Feb. 11th, 2005

I long time ago now, I promised someone ([livejournal.com profile] tstar78) that when I was getting ready to leave LJ I would say goodbye first.

So last night, as I was watching The O.C. (well, not watching as much as throwing things at the telly), the thought struck me that perhaps that time had come for me to go, because I'm not in love anymore and I feel like I've run out of things to say.

When I say I'm not in love anymore, I mean just that. When I first got into LJ (almost three years now, Christ) I was in a very deep thrall to Smallville. I adored Lex. The show could do no wrong -- and then it did me wrong, and I left it. That was okay, because HP was there to pick up the pieces, and when that stopped I had The O.C. But The O.C.? Not doing it for me anymore. And yes, I've picked up various fandoms along the way (X2, Spider-bleeding-Man, O11, Everwood, due South), but the fact still remains that the things that used to drive me aren't around anymore, and that makes me a bit maudlin. And it gives me a lot of pause.

I don't know how most people write; I only know how *I* write. I know that I have to be driven and motivated. I write because I have something I want to say -- some point, some idea, some something that I want to share. I need to be inspired or I wind up producing shit, and man, have I produced some shit in my day.* I may put out a lot of product, but quantity does not equal quality, and well, it just doesn't.

The thing about it though, is that fandom and writing was never going to be a long-term thing for me. When I got into fandom -- okay, when I randomly came across such a thing back in the Angel/Buffy heyday -- it was just this cute thing to pass the time. I was changing some things about my life at the time, and it was just supposed to be a passing fancy -- but it kinda stuck around. And it keeps sticking around. And the thing is, I like fandom. I like the writing and the reading and seeing the beautiful things that other people produce.
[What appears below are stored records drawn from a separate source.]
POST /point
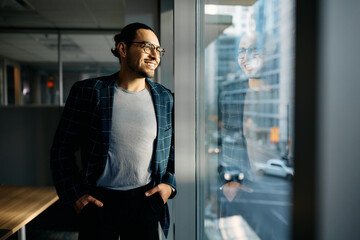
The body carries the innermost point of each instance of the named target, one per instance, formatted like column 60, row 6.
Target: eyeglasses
column 250, row 52
column 149, row 48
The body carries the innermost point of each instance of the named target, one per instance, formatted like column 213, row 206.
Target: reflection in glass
column 248, row 81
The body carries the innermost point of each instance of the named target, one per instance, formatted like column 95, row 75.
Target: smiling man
column 123, row 126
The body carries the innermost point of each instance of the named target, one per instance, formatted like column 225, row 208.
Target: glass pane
column 86, row 56
column 31, row 68
column 245, row 120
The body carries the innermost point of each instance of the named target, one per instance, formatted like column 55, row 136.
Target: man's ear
column 122, row 49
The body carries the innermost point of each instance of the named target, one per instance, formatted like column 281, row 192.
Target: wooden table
column 21, row 204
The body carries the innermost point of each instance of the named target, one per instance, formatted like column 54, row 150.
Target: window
column 247, row 115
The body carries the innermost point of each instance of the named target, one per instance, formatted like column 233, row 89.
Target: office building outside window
column 245, row 152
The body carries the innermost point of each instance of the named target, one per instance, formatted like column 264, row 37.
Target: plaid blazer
column 86, row 124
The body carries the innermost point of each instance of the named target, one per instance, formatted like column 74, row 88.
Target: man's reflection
column 234, row 166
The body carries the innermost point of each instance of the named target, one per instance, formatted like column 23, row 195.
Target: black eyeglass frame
column 151, row 47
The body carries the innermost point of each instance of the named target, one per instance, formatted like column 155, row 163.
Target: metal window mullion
column 185, row 114
column 61, row 100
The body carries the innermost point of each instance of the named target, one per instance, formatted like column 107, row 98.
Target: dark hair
column 127, row 35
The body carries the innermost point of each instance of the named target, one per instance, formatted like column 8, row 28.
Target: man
column 123, row 126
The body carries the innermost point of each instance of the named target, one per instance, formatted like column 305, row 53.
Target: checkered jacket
column 85, row 124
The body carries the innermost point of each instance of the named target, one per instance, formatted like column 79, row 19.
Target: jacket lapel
column 157, row 103
column 106, row 106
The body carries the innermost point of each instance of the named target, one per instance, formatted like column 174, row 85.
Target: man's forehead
column 146, row 35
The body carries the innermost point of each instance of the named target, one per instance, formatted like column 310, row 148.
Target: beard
column 137, row 70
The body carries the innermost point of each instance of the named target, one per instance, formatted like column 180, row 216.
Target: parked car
column 275, row 167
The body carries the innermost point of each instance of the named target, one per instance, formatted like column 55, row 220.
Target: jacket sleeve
column 169, row 177
column 66, row 143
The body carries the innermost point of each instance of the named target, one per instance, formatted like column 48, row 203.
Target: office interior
column 297, row 104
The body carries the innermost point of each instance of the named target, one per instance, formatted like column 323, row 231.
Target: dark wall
column 26, row 135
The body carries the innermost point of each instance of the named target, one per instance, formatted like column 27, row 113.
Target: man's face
column 249, row 59
column 139, row 62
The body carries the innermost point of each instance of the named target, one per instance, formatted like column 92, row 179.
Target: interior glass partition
column 31, row 64
column 86, row 56
column 30, row 68
column 245, row 121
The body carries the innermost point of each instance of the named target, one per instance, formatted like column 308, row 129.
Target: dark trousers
column 128, row 214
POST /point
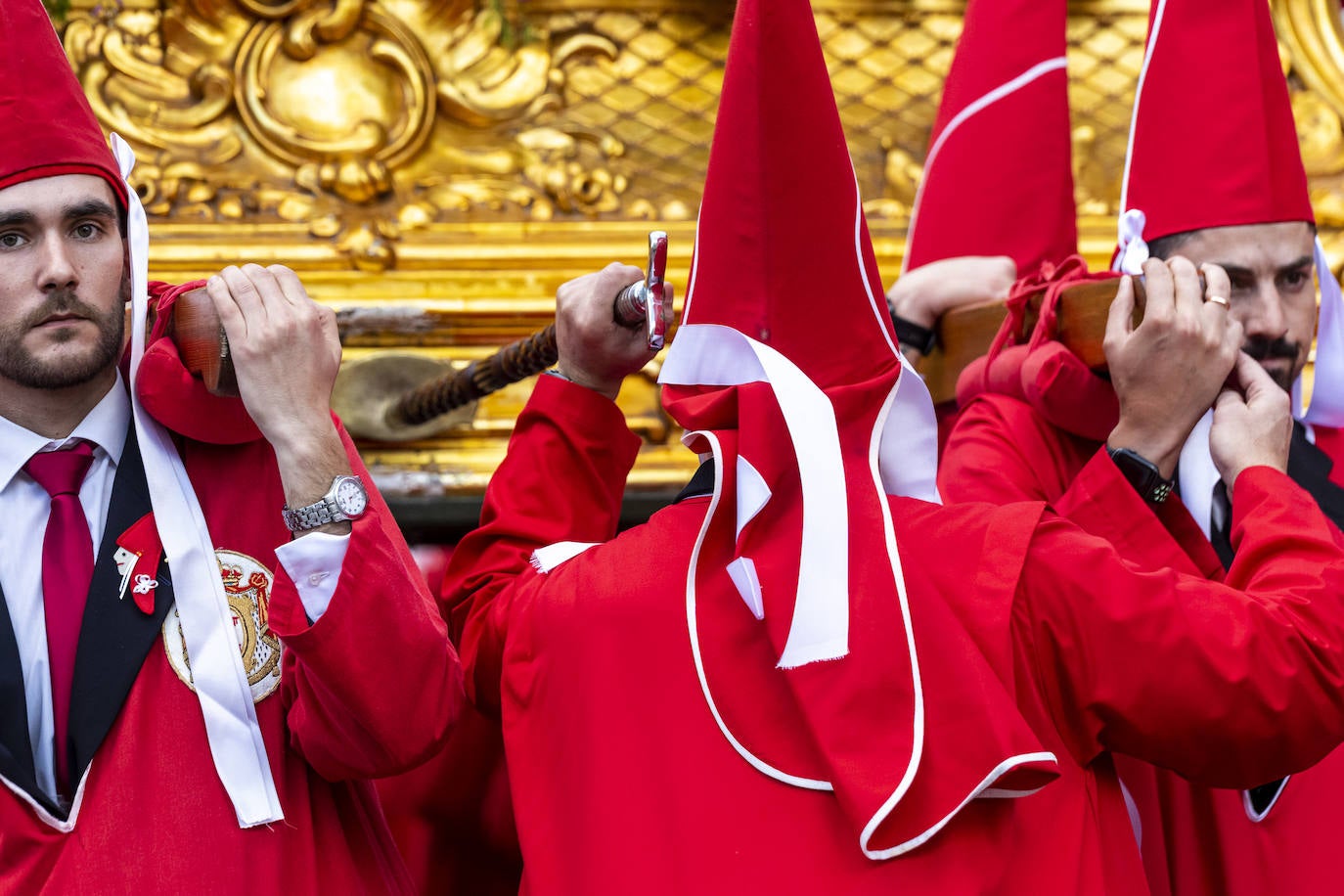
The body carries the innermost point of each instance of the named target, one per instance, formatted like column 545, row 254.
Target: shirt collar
column 105, row 427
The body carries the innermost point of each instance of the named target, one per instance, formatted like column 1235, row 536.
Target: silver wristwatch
column 345, row 500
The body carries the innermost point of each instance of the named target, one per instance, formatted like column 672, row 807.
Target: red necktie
column 67, row 572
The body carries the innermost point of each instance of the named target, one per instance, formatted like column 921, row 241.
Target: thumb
column 1254, row 381
column 1121, row 312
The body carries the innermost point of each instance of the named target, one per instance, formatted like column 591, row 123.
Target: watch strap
column 320, row 512
column 1142, row 474
column 922, row 338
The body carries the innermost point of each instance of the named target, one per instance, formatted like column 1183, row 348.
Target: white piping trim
column 693, row 626
column 695, row 267
column 753, row 493
column 1250, row 810
column 1139, row 96
column 917, row 741
column 233, row 733
column 981, row 103
column 718, row 355
column 742, row 571
column 888, row 532
column 553, row 555
column 40, row 812
column 880, row 312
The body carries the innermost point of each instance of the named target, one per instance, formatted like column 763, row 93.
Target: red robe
column 624, row 784
column 1195, row 840
column 367, row 691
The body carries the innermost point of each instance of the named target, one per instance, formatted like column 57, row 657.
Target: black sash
column 114, row 639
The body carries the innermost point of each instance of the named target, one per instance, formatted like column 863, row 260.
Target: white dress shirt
column 312, row 561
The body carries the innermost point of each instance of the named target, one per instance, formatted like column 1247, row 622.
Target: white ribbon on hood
column 216, row 669
column 1133, row 250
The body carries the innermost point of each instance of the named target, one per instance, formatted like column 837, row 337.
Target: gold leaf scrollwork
column 359, row 118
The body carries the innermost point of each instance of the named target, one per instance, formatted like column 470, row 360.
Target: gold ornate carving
column 435, row 168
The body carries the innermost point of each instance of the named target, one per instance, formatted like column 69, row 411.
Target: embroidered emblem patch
column 247, row 586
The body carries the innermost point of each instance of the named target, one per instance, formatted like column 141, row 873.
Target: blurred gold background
column 435, row 168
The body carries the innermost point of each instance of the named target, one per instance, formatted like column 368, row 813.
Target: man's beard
column 21, row 366
column 1264, row 348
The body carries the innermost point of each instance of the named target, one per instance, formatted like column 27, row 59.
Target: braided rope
column 510, row 364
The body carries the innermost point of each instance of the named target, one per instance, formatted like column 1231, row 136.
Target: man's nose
column 58, row 269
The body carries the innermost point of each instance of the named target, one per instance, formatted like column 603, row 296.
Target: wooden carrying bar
column 963, row 335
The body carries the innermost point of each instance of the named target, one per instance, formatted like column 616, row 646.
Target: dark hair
column 1165, row 246
column 1170, row 245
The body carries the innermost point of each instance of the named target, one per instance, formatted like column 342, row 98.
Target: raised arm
column 562, row 478
column 1226, row 684
column 343, row 587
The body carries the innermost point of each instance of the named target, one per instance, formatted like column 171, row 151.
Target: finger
column 668, row 295
column 1189, row 295
column 243, row 288
column 1160, row 291
column 230, row 316
column 1226, row 399
column 1253, row 378
column 1121, row 315
column 291, row 288
column 615, row 277
column 1217, row 285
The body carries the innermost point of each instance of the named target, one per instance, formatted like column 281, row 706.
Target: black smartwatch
column 922, row 338
column 1142, row 474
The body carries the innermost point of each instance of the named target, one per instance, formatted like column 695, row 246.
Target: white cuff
column 313, row 563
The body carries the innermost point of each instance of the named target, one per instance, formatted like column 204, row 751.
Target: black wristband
column 1142, row 474
column 920, row 338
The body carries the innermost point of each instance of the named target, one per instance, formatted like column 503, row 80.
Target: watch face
column 349, row 497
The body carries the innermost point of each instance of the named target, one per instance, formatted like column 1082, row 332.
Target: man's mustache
column 64, row 301
column 1264, row 348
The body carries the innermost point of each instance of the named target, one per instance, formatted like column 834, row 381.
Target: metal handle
column 643, row 302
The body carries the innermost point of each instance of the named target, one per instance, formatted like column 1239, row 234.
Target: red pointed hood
column 1213, row 144
column 46, row 124
column 47, row 128
column 999, row 175
column 1213, row 140
column 785, row 368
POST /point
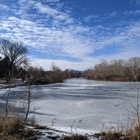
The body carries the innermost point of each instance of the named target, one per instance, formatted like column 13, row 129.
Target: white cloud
column 4, row 7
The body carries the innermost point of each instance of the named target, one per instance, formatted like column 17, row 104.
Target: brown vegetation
column 116, row 70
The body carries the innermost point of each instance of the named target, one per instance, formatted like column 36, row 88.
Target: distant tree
column 33, row 74
column 14, row 58
column 14, row 54
column 134, row 67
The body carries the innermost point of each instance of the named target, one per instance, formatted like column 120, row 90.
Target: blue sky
column 73, row 34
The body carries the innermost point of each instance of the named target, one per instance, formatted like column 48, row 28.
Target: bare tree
column 14, row 54
column 134, row 67
column 33, row 74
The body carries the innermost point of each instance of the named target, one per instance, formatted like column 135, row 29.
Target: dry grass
column 132, row 133
column 75, row 137
column 13, row 129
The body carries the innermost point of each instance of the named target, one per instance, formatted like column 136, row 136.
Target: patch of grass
column 132, row 133
column 14, row 129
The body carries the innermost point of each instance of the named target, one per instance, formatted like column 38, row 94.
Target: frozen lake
column 84, row 104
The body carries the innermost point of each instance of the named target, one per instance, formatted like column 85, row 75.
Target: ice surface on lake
column 82, row 104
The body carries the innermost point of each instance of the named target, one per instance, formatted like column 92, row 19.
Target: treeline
column 115, row 70
column 15, row 65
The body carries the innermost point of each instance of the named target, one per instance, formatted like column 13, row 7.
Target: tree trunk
column 29, row 101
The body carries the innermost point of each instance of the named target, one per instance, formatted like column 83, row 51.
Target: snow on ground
column 79, row 105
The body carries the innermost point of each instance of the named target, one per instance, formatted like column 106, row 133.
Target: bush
column 10, row 126
column 75, row 137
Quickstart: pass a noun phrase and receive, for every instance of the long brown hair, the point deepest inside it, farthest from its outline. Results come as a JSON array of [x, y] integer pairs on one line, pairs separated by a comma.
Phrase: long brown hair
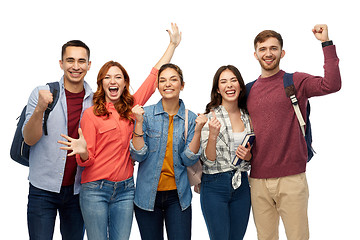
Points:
[[126, 101], [216, 98]]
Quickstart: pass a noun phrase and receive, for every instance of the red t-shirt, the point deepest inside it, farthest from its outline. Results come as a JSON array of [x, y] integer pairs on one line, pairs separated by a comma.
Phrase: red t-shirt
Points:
[[74, 107]]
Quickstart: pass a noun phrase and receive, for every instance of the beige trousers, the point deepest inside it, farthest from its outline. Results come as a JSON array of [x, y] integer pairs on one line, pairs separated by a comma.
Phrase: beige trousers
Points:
[[285, 197]]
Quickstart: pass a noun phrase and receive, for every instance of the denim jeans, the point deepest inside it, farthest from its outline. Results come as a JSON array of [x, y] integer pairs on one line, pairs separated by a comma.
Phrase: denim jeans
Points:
[[226, 211], [167, 207], [42, 210], [107, 208]]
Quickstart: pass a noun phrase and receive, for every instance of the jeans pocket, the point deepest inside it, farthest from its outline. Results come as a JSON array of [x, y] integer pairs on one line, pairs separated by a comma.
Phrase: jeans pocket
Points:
[[90, 185]]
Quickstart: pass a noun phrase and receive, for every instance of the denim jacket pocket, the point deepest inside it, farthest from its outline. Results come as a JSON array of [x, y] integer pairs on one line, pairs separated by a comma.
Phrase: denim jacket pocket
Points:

I'm continually in awe of the talent that you lot possess. Of course, there are stupid arguements and wank; people are always going to disagree and scrap for no reason, but that's just the nature of the beast.

You have to take the good with the bad, or you need to move on.

I say all this to say -- well, fuck, I don't know *what* I'm trying to say or I'd've just said it. I have challenges that I've signed on for and things I'd like to write for people -- but at the end of the day, my target audience is *me*. I write for *me*. I trust my betas and I adore my readers, and while I'd feel bad if I couldn't keep my word and do these things for you guys, it wouldn't be the end of the world.**

Writing is something I should do because I love it, not because I feel obligated, and the day that changes is the day this journal gets deleted. It's almost happened a lot more than you might think; I can always start over again from scratch, maybe make things better in the next version -- but that's not the point either.

The point I'm trying to make, I think, is that writing is hard, despite however easy people may think it looks, and it's okay to be discouraged. Sometimes you need to take stock of why you do what you do, and that's what this is for me. A check-up/check-in. I don't know what the prognosis is yet -- but we'll see in time.

We now return you to your regularly scheduled programme.


*This is not the obligatory place where I ask for dissenting opinions.

**Although God knows it'd probably feel like it for a while. Withdrawl is a bitch.
My apologies for alarming people, let me clear some things up:


* No, I am not dead or dying ([livejournal.com profile] torchthisnow).

* Yes, the writing volume here is going to drop.

* No, I am not going to fall off the map entirely. I reckon anybody who needs me badly enough will find me.

* No, I am not going to delete my LJ ([livejournal.com profile] obsessedmuch). All those fucking stories lost? All that time with nothing to show for it? I'd go mental.

* Yes, I *am* trying to take a break. A sabbatical if you will.

* No, I don't have a .zip file of my work ([livejournal.com profile] dolimir_k), but my site will be active for as long as [livejournal.com profile] obsessedmuch is willing to keep it up.

* Yes, I did edit most of my reading list. In light of all those epiphanies is seemed stupid not to.

* Yes, I did have Josh Schwartz brain-washed. It was part of my evol plan to promote Mischa Barton.